Tokenizing or Splitting Words and Sentences From String Using NLTK – NLTK Tutorial

admin

4 years ago

When we are processing text, we often need to split text content to sentences, then split sentence to words. In this tutorial, we will tell you how to do using python nltk.

Import library

In order to tokenize words or sentences from a text, we need use nltk library.

from nltk import word_tokenize, sent_tokenize

Then we can start to use sent_tokenize() to split a document to sentences and use word_tokenize() to split a sentence to words.

Tokenizing sentences

We will use an example to show you how to do.

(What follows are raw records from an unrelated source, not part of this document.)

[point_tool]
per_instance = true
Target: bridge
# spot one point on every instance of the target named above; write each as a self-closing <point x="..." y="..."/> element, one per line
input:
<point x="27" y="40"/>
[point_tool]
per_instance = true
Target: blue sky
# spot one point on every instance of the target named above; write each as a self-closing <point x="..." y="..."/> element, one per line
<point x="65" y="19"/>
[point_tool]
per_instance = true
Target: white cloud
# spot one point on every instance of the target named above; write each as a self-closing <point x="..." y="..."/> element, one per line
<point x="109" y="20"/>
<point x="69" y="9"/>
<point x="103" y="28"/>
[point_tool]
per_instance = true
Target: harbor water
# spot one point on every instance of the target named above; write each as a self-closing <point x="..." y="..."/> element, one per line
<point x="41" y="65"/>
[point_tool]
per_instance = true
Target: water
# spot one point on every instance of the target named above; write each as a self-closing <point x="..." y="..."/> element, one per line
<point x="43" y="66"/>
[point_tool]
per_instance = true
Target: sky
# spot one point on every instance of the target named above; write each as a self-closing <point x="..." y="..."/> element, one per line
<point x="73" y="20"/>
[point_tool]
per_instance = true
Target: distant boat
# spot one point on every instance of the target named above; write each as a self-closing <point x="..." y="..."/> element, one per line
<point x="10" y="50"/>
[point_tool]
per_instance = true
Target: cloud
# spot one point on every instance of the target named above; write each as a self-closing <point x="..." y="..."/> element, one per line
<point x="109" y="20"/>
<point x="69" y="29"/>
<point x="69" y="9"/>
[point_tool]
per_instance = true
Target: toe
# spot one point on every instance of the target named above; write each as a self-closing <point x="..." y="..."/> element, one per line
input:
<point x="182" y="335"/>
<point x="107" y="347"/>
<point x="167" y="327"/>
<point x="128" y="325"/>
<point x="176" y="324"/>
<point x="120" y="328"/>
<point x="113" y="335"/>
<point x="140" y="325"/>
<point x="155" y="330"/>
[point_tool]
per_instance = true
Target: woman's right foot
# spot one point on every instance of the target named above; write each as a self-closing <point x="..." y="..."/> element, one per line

s  ='ASP.NET Webs Developerses guide. I likes it understanding'

sx = sent_tokenize(s)
print(sx)

Run this code, this example will output:

['ASP.NET Webs Developerses guide.', 'I likes it understanding']

A python list is outputed, it contains sentences.

Tokenizing words

Similar to tokenize sentences, we can use word_tokenize() to split words from a sentence.

Here is an example:

for se in sx:
    wx = word_tokenize(se)
    print(wx)

Run this code, we will get:

['ASP.NET', 'Webs', 'Developerses', 'guide', '.']
['I', 'likes', 'it', 'understanding']

All words in a sentence are saved in a python list.